7

I'm using Apache Xerces 2.11.0 and Apache Xalan 2.7.1 and I'm having problems with additional carriage return characters in the serialized XML.

I have this (pseudo) code:

String myString = ...;
Document doc = ...;

Element item = doc.createElement("item");
item.appendChild(doc.createCDATASection(myString));

Transformer transformer = ...;
ByteArrayOutputStream stream = new ByteArrayOutputStream();
Result result = new StreamResult(stream);
transformer.transform(new DOMSource(document), result);

Now myString contains line breaks (\r\n), (actually it's base64 encoded data) but when I look at the serialized output, there are additional \r characters.

Input:

Line 1 \r\n
Line 2 \r\n
Line 3 \r\n

Output:

Line 1 \r\r\n
Line 2 \r\r\n
Line 3 \r\r\n

If I use createTextNode instead of createCDATASection the output becomes even more interesting:

Line 1 
\r\n
Line 2 
\r\n
Line 3 
\r\n

The additional character seems to be introduced during serialization, the DOM tree seems to be correct. (According to getTextContent())
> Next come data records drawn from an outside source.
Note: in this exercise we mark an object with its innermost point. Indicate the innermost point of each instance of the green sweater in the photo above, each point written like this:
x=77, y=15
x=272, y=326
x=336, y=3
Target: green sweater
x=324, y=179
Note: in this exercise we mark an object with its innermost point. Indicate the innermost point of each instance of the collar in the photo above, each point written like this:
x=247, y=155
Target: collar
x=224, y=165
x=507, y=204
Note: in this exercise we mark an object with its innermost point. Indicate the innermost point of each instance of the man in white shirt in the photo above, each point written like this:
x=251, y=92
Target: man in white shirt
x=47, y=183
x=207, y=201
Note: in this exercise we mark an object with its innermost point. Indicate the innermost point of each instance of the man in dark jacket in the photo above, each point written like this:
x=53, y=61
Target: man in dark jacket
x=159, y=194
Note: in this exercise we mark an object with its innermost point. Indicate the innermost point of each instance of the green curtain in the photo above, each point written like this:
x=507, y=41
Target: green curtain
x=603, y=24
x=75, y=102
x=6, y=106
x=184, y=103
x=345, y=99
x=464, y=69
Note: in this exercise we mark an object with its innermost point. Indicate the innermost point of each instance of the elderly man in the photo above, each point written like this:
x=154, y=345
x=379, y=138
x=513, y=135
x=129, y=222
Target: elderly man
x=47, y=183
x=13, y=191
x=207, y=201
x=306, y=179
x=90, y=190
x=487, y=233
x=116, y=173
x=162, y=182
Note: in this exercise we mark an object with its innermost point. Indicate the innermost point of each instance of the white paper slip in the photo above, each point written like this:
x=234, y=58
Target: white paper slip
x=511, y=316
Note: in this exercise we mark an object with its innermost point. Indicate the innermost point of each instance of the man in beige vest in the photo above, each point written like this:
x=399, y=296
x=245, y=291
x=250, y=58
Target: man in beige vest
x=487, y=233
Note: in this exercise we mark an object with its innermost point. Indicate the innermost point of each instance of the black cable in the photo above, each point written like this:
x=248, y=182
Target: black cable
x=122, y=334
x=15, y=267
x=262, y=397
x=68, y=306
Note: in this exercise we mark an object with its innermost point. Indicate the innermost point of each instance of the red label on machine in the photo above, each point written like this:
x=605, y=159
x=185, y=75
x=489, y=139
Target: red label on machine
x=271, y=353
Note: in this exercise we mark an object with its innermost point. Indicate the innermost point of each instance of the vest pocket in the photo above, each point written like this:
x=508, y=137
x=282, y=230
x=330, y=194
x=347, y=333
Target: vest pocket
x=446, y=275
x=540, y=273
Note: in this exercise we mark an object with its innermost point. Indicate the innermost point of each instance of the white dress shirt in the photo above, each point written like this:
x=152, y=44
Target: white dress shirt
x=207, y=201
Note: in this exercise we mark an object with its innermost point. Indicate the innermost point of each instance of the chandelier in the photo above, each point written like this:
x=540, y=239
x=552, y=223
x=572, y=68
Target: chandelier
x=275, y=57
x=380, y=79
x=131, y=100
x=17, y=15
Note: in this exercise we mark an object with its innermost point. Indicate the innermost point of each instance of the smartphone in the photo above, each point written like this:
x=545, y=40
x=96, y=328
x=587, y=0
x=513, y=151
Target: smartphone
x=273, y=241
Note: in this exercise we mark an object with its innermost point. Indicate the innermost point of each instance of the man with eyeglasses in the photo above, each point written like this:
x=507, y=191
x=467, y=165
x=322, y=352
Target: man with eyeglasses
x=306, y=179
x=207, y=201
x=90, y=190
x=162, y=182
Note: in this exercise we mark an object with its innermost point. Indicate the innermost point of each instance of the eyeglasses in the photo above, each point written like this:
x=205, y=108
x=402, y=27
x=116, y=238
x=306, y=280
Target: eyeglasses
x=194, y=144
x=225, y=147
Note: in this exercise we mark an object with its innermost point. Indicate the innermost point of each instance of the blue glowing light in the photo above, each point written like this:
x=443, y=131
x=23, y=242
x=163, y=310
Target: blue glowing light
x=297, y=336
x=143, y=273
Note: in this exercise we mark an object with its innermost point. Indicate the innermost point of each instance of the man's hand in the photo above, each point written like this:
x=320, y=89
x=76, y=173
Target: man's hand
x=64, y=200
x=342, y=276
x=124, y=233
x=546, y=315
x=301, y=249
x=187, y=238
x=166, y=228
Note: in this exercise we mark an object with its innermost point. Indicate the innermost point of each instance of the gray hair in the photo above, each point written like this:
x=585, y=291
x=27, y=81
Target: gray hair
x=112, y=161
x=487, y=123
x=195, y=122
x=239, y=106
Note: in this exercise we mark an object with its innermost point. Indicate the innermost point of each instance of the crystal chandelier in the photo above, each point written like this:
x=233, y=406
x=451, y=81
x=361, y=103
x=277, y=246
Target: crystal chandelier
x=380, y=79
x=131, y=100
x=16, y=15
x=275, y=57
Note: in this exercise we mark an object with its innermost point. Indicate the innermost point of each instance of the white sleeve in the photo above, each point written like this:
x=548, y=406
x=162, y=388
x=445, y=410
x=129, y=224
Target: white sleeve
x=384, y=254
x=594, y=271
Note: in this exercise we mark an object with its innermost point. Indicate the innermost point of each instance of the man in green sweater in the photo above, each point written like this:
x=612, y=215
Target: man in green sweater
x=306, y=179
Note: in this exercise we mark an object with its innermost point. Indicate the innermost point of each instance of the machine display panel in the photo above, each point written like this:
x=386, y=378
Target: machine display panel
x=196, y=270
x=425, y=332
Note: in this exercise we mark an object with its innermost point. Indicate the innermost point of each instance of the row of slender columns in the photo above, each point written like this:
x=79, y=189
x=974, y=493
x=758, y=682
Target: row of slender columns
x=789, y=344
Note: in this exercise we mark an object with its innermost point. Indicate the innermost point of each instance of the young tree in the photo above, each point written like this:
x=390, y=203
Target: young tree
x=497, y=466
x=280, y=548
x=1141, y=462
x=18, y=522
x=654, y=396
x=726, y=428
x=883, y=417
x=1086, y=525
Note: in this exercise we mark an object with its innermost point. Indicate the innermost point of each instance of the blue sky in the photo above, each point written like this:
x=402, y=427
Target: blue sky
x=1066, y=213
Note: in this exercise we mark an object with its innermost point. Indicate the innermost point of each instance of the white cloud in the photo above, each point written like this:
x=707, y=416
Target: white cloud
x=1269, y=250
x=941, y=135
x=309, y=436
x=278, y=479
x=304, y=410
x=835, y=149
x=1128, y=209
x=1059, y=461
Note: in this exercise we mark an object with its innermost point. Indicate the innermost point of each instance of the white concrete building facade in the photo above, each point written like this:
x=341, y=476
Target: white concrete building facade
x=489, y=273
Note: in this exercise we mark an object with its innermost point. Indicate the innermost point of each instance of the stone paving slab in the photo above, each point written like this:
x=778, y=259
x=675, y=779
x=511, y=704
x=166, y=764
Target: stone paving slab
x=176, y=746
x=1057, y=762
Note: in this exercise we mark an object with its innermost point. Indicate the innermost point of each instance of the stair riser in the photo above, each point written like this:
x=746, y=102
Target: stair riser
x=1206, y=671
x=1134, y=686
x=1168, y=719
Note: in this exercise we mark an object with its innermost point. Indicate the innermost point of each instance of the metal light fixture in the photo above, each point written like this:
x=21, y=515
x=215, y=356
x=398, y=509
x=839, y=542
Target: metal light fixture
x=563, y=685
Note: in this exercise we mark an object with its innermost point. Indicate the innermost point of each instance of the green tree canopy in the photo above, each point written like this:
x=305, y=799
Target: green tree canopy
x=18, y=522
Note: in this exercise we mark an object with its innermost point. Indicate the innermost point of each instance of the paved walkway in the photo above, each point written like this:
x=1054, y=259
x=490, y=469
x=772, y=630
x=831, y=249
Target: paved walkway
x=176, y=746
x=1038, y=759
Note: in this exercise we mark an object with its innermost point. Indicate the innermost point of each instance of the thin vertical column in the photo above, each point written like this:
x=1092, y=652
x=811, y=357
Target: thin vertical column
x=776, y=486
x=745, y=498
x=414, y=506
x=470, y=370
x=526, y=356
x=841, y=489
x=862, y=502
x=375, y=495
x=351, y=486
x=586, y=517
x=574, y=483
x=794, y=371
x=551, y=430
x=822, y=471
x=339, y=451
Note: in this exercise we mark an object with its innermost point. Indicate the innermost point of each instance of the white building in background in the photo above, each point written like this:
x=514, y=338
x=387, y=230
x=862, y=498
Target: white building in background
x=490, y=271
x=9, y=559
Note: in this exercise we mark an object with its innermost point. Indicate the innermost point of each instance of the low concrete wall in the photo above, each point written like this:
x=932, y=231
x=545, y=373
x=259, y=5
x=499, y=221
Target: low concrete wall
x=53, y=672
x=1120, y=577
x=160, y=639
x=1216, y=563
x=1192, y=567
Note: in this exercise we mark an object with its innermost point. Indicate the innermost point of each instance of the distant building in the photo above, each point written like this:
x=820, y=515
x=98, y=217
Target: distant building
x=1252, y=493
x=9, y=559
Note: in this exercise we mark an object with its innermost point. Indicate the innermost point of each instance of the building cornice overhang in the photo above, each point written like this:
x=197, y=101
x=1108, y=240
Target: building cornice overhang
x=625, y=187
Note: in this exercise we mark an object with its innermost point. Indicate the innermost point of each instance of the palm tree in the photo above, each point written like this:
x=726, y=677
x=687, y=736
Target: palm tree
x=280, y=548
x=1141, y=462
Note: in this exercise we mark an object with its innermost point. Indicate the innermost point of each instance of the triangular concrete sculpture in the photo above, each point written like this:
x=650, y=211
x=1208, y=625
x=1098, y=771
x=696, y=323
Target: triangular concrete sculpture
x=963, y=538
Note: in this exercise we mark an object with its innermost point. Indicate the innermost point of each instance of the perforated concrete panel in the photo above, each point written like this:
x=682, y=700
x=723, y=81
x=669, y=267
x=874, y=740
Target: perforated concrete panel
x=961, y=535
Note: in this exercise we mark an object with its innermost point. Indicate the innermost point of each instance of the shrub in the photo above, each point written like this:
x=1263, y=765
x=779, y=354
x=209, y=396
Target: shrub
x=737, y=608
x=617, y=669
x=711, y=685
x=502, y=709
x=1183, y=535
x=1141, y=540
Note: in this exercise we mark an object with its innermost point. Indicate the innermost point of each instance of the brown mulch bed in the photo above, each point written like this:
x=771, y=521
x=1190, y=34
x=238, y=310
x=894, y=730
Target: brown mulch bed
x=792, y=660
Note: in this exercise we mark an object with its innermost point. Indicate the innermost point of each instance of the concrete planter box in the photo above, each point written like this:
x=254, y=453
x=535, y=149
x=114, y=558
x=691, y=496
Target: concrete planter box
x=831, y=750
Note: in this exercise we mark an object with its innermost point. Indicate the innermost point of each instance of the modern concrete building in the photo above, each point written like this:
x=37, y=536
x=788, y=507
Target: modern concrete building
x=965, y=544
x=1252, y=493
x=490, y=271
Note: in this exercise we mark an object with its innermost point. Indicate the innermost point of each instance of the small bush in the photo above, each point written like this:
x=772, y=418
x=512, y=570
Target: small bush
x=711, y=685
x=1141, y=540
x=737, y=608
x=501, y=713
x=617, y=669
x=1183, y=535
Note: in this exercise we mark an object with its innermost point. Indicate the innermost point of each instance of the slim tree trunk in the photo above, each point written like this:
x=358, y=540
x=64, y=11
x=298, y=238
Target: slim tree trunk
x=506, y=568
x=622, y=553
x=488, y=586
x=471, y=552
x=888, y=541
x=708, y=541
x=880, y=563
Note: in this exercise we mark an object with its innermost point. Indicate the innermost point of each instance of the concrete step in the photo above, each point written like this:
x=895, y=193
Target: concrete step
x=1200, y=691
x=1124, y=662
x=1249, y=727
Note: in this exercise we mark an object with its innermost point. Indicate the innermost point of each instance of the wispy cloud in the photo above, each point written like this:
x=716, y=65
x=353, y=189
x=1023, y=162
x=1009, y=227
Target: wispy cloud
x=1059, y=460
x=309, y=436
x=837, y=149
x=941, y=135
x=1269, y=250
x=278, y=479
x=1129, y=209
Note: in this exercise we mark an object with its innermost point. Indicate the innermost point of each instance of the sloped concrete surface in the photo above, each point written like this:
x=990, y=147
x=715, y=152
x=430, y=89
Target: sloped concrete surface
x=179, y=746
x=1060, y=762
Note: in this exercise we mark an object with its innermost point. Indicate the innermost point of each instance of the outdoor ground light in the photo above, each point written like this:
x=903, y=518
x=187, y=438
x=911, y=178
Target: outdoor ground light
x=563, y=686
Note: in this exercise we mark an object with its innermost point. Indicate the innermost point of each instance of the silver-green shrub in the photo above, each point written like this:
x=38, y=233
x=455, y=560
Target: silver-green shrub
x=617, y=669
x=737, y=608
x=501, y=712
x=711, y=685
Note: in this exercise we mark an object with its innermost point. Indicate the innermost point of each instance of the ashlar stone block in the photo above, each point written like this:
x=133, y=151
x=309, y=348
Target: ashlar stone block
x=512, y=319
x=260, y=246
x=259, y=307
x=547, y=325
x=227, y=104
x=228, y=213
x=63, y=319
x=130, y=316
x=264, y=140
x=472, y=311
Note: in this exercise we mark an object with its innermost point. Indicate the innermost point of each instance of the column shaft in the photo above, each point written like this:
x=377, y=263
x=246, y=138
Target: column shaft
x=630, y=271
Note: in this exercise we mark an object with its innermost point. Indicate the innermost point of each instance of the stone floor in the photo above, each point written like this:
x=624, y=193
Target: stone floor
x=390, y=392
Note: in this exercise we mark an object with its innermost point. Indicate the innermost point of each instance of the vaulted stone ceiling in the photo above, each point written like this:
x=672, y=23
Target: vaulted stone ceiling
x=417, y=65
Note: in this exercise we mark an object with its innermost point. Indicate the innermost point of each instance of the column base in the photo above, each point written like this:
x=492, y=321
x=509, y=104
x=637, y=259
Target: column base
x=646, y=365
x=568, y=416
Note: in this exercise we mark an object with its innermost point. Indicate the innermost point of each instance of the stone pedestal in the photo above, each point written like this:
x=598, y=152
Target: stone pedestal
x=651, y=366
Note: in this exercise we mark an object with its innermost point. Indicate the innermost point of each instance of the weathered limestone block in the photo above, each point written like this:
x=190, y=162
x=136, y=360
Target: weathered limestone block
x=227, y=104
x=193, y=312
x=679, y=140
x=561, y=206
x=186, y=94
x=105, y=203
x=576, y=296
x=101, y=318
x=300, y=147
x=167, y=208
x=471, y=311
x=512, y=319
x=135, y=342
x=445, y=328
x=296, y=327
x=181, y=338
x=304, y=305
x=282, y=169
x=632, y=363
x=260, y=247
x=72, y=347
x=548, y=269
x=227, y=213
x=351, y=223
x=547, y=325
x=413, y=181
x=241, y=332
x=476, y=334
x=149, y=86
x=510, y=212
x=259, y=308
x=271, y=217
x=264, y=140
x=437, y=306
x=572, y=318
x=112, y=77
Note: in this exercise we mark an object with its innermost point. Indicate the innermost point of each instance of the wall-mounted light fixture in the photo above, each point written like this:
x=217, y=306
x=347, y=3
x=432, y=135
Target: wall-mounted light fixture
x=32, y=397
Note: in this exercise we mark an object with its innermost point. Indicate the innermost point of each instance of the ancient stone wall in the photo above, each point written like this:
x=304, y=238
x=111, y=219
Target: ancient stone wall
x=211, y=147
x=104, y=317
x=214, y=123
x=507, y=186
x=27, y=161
Why is this happening? What can I do to fix this?

Daniel Rikowski
  • 71,375
  • 57
  • 251
  • 329

3 Answers3

11

I guess your are having this problem on Windows and not on Linux/Solaris/Mac. Xalan serializer (org.apache.xml.serializer.ToStream.java) gets the line separator using System.getProperty("line.separator"). When the serializer writes \r\n, it interprets the \n as the end of line sequence and it actually writes \r+lineSeparator = \r\r\n. Although this sounds strange, this is not a bug, see [1]. But since this was frequently reported as a bug, a xalan extension property was added [2]. So you may programmatically set:

transformer.setOutputProperty("{http://xml.apache.org/xalan}line-separator","\n");

or

<xsl:output xalan:line-separator="&#10;" />

where xalan is a prefix associated with the URL "http://xml.apache.org/xalan".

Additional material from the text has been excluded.